Cannot kill hanging scan on sites without SSL/TLS

[stitch]

How to quit/kill/stop the script when it hangs? Is there a keyboard command, escape key that works?

The manual points out that:
"If the specified targets accepts connections but does not speak SSL, the connection will be closed after the system's TCP/IP-timeout. This script will hang (about 2-3 minutes)."

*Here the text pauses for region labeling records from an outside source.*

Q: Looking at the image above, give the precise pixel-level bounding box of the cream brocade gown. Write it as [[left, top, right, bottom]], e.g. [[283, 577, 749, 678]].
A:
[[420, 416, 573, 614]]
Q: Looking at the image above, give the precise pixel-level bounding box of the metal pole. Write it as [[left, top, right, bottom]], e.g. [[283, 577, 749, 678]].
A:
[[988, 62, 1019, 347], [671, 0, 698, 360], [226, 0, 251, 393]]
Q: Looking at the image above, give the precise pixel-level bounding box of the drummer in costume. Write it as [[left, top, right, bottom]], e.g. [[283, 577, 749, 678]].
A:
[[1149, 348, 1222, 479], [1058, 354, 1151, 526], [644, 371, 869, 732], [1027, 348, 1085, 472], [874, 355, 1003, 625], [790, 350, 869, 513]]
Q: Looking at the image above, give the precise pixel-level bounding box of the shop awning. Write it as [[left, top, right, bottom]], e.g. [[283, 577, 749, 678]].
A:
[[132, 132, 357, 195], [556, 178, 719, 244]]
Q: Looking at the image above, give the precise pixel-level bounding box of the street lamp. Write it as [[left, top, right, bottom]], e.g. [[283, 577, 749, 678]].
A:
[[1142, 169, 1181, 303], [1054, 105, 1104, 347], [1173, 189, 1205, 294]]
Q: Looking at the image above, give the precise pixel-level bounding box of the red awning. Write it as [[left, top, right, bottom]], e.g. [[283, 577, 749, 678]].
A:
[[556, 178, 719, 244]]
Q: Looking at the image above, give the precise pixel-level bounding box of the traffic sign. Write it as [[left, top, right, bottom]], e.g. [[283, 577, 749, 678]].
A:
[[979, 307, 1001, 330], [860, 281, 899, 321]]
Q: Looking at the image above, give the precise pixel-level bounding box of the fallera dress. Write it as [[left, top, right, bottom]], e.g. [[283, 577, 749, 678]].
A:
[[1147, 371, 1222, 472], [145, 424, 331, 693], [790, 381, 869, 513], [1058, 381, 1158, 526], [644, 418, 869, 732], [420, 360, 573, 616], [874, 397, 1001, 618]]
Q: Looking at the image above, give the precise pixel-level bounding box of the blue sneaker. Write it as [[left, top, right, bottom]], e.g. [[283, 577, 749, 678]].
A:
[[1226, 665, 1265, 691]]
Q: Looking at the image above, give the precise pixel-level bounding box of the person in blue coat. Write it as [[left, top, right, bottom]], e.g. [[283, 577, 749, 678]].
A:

I've found that the hang is indefinite scanning a non-tls site with the following command:
docker run --rm -it owasp/o-saft --trace-key --legacy=quick +check arnhem.nl:80

As suggested the --ssl-error-max= (or --no-ssl-error) can be used. After the script hangs, this counter does not increase. Thus using a --ssl-error-max= with a too high value might be a risk of a hang. This is enough for a workaround for this issue 😄

docker run --rm -it owasp/o-saft --trace-key --legacy=quick +check arnhem.nl:80
=== reading: ./.o-saft.pl (RC-FILE done) ===
=== reading: /O-Saft/o-saft-dbx.pm (trace file done) ===
=== reading: /usr/local/share/perl5/site_perl/IO/Socket/SSL.pm (IO SSL module done) ===
=== reading: /usr/share/perl5/core_perl/Time/Local.pm (Time module done) ===
=== reading: /O-Saft/Net/SSLinfo.pm (O-Saft module done) ===
**WARNING: 143: SSL version 'TLSv13': not supported by Net::SSLeay; not checked
**WARNING: 066: 7 data and check outputs are disbaled due to use of '--no-out':
!!Hint: use  '--v'  for more information
!!Hint: do not use '--ignore-out=*' or '--no-out=*' options
**WARNING: 410: SSLv2 does not support SNI; checks skipped
!!Hint: use '--no-sni' for checking
**WARNING: 410: SSLv3 does not support SNI; checks skipped
!!Hint: use '--no-sni' for checking
**WARNING: 302: TLSv1: (31 of 193 ciphers checked) abort connection attempts after 5 max errors
!!Hint: use  --no-ssl-error  or  --ssl-error-max=  to continue connecting
**WARNING: 301: TLSv11: (8 of 193 ciphers checked) abort connection attempts after 10 total errors
!!Hint: use  --no-ssl-error  or  --ssl-error-max=  to continue connecting
**WARNING: 301: TLSv12: (21 of 193 ciphers checked) abort connection attempts after 10 total errors
!!Hint: use  --no-ssl-error  or  --ssl-error-max=  to continue connecting
^C
^C^C^C^C^C^C^C^C
^C^C^C^C^C^[^[^[^[^[^[

[EnDe]

Ok, I'll answer according the subject of this issue: cannot kill hanging scan

Up to now, this is a known run-time issue, it's also documented.
Hence I'd like to mark this as "enhancement request".

[EnDe]

according "How to quit/kill/stop the script when it hangs?"
Depends on your shell and/or operating system. In plain shell on *nix Ctrl-C should work. If it is in a VM, depends on your VM preferences too. If it is in docker, I guess you need to kill the container:
docker container kill
may be rm also works
docker container rm

[EnDe]

This problem still exists today (2024) with docker and even podman.
The only workaround known so far is to kill all corresponding docker and containerd, or podman and conman, processes.
In *IX world kill -9 ... must be used. Note that stoppping the dockerd daemon most likely also does not stop/kill all running processes.

As there is no way from the parent process to stop in a clean way, this issue should be closed but we keep it open as "question".